Wer entscheidet über die Religionszugehörigkeit eines Kindes?

Die evangelische Mutter und der muslimische Vater eines dreijährigen Sohnes waren gemeinsam sorgeberechtigt. Während der Vater nicht darauf bestand, dass der Sohn beschnitten wird, wollte die Mutter den Sohn unbedingt taufen lassen. Zwischen den Eltern konnte keine Einigung erzielt werden. Die Mutter beantragte daher, ihr die Entscheidung über die Religionszugehörigkeit des Kindes zu übertragen.

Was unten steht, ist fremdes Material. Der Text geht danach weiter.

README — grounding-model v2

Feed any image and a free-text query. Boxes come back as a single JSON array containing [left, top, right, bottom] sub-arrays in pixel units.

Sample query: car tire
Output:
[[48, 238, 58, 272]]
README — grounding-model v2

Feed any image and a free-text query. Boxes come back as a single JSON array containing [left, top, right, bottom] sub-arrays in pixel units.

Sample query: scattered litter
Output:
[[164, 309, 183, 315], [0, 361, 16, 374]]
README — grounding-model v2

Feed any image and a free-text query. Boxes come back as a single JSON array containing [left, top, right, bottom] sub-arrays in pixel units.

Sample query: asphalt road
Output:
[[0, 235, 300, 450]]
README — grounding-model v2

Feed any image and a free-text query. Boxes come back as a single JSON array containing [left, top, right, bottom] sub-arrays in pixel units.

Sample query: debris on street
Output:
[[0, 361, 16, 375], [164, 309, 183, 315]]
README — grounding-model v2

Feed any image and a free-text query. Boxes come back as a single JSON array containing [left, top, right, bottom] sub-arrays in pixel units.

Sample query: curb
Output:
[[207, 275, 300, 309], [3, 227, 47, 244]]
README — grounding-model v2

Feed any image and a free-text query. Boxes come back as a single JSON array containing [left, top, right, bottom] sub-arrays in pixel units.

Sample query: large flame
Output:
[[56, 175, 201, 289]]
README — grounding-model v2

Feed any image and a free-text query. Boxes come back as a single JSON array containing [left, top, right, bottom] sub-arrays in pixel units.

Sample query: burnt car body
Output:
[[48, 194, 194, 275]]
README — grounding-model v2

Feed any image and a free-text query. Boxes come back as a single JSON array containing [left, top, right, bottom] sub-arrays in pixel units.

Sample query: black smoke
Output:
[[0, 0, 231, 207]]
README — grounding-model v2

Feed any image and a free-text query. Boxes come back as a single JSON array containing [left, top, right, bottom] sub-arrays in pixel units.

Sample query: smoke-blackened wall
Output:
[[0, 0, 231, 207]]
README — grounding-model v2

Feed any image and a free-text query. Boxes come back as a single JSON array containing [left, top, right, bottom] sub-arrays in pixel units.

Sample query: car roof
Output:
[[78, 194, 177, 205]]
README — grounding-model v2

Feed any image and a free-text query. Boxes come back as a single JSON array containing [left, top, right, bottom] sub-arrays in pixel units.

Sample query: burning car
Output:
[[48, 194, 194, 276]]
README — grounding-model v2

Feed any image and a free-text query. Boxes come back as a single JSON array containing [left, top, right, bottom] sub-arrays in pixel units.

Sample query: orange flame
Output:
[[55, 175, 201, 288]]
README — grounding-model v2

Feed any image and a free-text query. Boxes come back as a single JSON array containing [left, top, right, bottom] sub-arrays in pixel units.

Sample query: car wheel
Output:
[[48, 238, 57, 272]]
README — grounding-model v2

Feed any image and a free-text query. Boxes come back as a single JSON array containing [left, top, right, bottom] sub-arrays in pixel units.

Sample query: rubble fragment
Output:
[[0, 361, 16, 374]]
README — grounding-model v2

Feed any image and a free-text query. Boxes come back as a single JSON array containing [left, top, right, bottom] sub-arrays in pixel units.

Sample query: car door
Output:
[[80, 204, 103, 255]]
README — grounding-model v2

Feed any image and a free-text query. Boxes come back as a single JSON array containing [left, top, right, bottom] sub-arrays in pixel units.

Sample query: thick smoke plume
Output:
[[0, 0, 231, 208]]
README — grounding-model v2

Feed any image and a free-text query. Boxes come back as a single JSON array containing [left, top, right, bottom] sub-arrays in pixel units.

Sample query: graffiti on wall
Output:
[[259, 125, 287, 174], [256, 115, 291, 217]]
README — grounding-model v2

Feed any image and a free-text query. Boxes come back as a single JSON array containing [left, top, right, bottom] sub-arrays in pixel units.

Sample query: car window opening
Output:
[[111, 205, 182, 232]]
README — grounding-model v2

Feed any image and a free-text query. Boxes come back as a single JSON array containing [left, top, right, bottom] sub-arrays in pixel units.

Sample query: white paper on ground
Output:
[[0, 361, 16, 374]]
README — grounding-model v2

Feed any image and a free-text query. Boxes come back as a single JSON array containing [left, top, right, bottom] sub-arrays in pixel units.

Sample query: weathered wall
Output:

Das erstinstanzlich zuständige Amtsgericht gab dem Antrag der Mutter statt. Der Vater legte gegen die Entscheidung des Amtsgerichts Beschwerde ein. Das Oberlandesgericht Karlsruhe wies den Antrag der Mutter zurück. Zur Begründung führte es folgendes aus:

Ein Eingriff in das Recht auf religiöse Kindererziehung beider Eltern sei nur aus Kindeswohlgründen gerechtfertigt. Da ein Kleinkind mit religiösen Inhalten nichts Sinnstiftendes verbinden könne, sei eine Entscheidung über die Religionszugehörigkeit aus Kindeswohlgründen und Gründen seiner Erziehung nicht erforderlich. Gerade die Taufe werde heutzutage immer öfter erst in erinnerungsfähigem Alter durchgeführt, sodass dem Kind auch keine Nachteile für die Zukunft erwachsen. Der weltanschaulich neutrale Staat habe darüber hinaus das eigene Grundrecht des Kindes zu respektieren, weshalb ein Eingriff in die elterliche Sorge erst dann gerechtfertigt sei, wenn sich ein Elternteil im Hinblick auf die Religionszugehörigkeit verantwortungslos gegenüber dem Kind verhalte.

Fazit:
Soweit die Eltern über die Frage der Religionszugehörigkeit keine Einigkeit herstellen können, ist im Zweifel abzuwarten, bis das Kind selbst religionsmündig wird, also das vierzehnte Lebensjahr vollendet hat.